The Lesson, Then and Now: Accountability is Essential
While January 6 was clearly less violent than the Colfax massacre, it was an attempt to overturn the result of a presidential election, and it happened with the entire nation watching. In four years, no trial at all. So the signal being sent about lack of accountability at the highest level is just as clear.
And the sequence of events played out similarly to what happened after Colfax all those years ago:
Since January 6, we’ve seen increasing threats of violence against elected officials (and actual attempts at violence), as well as against those who do the hard work of running elections themselves.

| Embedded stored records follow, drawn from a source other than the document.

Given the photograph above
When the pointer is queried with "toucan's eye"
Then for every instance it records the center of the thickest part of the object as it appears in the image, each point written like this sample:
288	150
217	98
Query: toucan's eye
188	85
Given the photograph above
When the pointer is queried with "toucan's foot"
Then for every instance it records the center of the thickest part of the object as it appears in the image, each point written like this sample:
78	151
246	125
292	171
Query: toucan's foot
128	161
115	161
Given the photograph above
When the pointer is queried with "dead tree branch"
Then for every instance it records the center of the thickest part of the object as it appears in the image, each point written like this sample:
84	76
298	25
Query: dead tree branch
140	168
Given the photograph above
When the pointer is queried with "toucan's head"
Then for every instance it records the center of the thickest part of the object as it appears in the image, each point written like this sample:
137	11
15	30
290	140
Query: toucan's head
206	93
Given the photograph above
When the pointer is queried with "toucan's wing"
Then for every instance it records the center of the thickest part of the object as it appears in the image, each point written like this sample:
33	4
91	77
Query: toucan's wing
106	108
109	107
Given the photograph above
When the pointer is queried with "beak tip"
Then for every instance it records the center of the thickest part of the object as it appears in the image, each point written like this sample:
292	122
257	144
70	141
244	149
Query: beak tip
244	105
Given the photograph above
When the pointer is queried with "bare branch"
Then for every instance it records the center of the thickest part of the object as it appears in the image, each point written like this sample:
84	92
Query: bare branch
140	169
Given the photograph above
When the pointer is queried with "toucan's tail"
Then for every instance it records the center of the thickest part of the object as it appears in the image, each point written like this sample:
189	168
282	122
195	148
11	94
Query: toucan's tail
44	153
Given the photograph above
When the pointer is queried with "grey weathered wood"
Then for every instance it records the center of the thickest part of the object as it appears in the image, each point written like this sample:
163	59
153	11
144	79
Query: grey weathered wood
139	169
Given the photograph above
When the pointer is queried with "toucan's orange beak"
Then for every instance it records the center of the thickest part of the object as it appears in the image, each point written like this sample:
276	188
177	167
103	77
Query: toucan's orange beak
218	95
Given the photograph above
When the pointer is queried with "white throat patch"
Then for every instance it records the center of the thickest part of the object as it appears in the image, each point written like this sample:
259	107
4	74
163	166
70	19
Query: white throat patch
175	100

Against this backdrop of growing violence, the nation also saw the US Supreme Court rule that a president can not be held accountable for acts even this lawless if they’re performed as part of his “official duties.” (The irony, of course, is that Cruikshank protected acts that were done by private groups, but the Court’s immunity decision this year takes the exact opposite approach, finding immunity for public acts).
And just as the prosecutor of the Colfax massacre was later removed for holding just a few of the perpetrators accountable…Trump and his cronies already openly talk about punishing those who dared try to enforce the rule of law following Jan. 6.
We should all worry that the similarities don’t end there. Unfortunately, Colfax taught us that without accountability for political violence, such violence continues. Those committing violence only escalate further. And that atmosphere of violence—and direct acts of violence—can set in as the new normal, and shape the politics of communities and the entire country going forward.
And Colfax also teaches us that allowing political figures and leaders to be held immune from accountability for fueling or engaging in violence—and arguing that we should simply “let the people decide” in the next election if they are sufficiently concerned about that violence—ignores the reality that that violence can and does itself shape, even alter, the outcome of that next election. And those that follow.
It sure did in 1876, and through decades of violence and non-democracy that followed.
History instructs us that those same risks are present now, and that we must work hard to avert even worse long-term consequences.
Of course, like clockwork, they will also work hard to bury and/or rewrite the history of January 6. Do not let that happen.
A tough read.
Thanks, David. I was not aware of this history. My question is, how do we not let it happen?